A (Very) Brief Overview of Spatial Data

We do not have time to really get into all the complexities of spatial data in this class, so, unfortunately, it will have to remain a bit of black box for now. But below is a quick overview of how R handles it.

As we saw above, there is a column on the end of our data called geometry. This is not technically a column like we are used to; for example, you can’t select(geometry) or filter(geometry == x) like we do with other variables in our data frames. Instead, think of it as a special attachment R places on each observation.

Vectors vs Rasters

When looking online for spatial data, you might see how spatial data can be either in vector or raster format. For our purposes, everything is going to be vector, which is kind of like a vector in R: collection of data points that represent something spatial. Raster data, on the other hand, is a grid with information assigned to each square, commonly used for satellite imagery analysis.

Vector: here’s instructions (e.g., a formula) to draw a line; great for animations and things like maps and scales well
Raster: here’s a big paint-by-numbers grid and the line you see is where some squares are filled in; great for photographic images, but doesn’t scale well

Vector data are usually either as points (think dots on a map), lines (think a line connecting two points on a map), or polygons (think a collection of lines on a map that create a closed shape). In this lesson we are going to use both point and polygon data (you won’t use line data as much). If this sounds complicated, fear not! It is much simpler than it sounds right now!

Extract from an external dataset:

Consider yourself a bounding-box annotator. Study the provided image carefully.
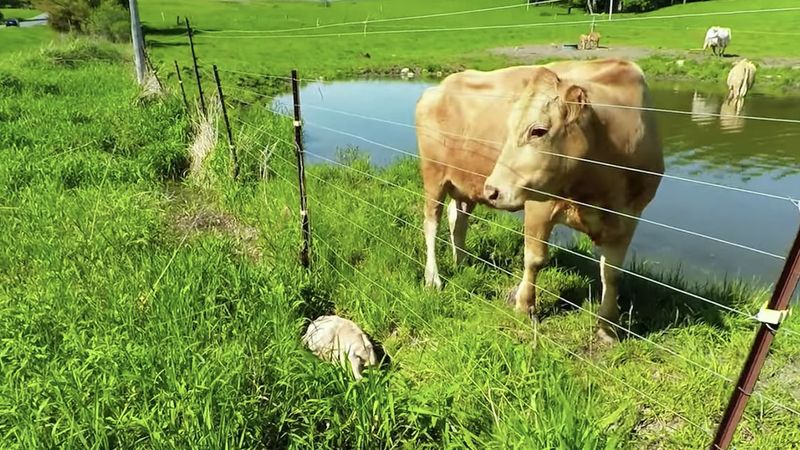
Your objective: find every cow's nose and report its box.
[483,184,500,201]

For those interested, this is a nice intro to the types of spatial data.

Coordinate Reference Systems (CRS)

For purposes of this lesson, the only internal workings of spatial data we need to be aware of is something called the Coordinate Reference System or CRS. Our earth is not flat, but rather is a curved three-dimensional object (NB from BS: this is most likely true). Since we don’t want to carry around globes, we take this 3D object and squish it into two dimensions on a map. This process necessarily involves some kind of transformation, compromise, or projection.

In a nutshell, this is a very simplified explanation of what a CRS decides: it’s *how* we are deciding to twist, pull, squish a 3D Earth surface into a flat surface. Turns out this matters a lot. Do you want your results to have the correct areas? Or maybe correct distances? Or maybe straight lines of bearing (particularly important if you are sailing and don’t want those trips to take any longer than necessary).

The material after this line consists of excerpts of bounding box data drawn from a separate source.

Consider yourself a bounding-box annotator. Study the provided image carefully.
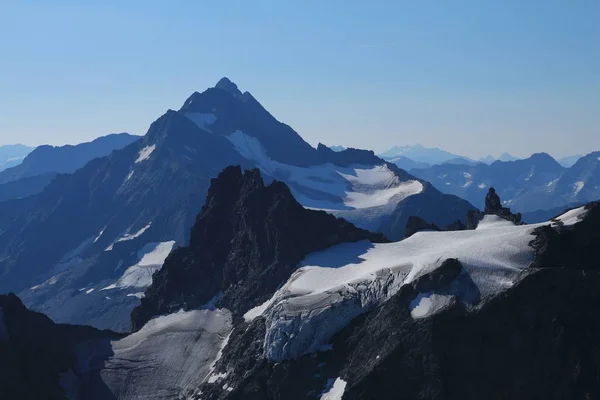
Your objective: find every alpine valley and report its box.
[0,78,600,400]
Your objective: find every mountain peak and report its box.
[215,77,242,97]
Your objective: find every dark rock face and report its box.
[184,200,600,400]
[485,188,502,214]
[0,172,57,201]
[466,188,523,229]
[380,188,475,240]
[0,293,120,399]
[404,215,466,238]
[317,143,381,167]
[531,202,600,271]
[409,151,600,214]
[132,167,386,330]
[404,215,441,238]
[342,269,600,400]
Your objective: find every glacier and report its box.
[251,207,586,361]
[95,310,233,400]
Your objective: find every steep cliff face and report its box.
[195,204,600,400]
[132,167,386,330]
[0,293,121,399]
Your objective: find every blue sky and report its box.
[0,0,600,157]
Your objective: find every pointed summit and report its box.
[215,77,242,97]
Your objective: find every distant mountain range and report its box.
[0,166,600,400]
[411,152,600,215]
[0,79,474,330]
[0,144,34,171]
[0,133,140,201]
[380,144,582,170]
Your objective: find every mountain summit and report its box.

Here’s a (somewhat old) pop culture look at this issue.

This is a relatively complicated process we are not going to go into here. If you’re interested here’s a nice introduction to CRS by QGIS.

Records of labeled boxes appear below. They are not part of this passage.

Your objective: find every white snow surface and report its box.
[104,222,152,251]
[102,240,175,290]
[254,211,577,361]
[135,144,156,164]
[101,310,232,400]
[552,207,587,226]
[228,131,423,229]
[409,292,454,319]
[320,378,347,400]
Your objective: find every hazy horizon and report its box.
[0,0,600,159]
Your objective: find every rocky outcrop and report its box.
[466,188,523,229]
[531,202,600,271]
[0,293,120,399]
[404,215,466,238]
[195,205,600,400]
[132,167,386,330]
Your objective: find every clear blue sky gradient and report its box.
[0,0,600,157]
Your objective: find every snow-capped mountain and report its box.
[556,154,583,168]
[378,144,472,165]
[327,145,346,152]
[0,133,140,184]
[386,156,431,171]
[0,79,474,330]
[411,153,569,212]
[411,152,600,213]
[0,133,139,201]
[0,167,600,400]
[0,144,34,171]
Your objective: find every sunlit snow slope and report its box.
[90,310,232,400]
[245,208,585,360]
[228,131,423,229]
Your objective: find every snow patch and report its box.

For our class we are going to use the CRS ESPG 4326, which is in essence a projection that makes east/west run straight left/right and north/south run straight up/down. All different CRS have their advantages and disadvantages. This is nice and simple for quick descriptive maps, but distorts shapes in ways that might be harmful, particularly if you are going to do any distance calculations, etc.

NB from BS: If you are going to do spatial work in education research (other than just making maps for display), you really need to know what your projection is doing. Even if you are just making maps for display, some projections are, IMNSHO, more aesthetically pleasing that others in different situations. I personally will tell you if your map offends the dictates of good taste.

Keep an eye out for crs = 4326 as we go through some examples plotting spatial data below.

In short, what you need to know about spatial data for this lesson is this:

R stores spatial data in something called geometry attached to each observation/row
To handle spatial data, you can’t just filter() it like normal; instead you have to use functions from a spatial data package such as sf or tigris
The CRS (coordinate reference system) is how we choose to account for the earth being curved; what is most important for mapping is that everything we use on the plot is using the same CRS. Using crs = 4326 will give a nice simple flat projection. This projection has drawbacks, but is easy to work with and so is what we will use for now.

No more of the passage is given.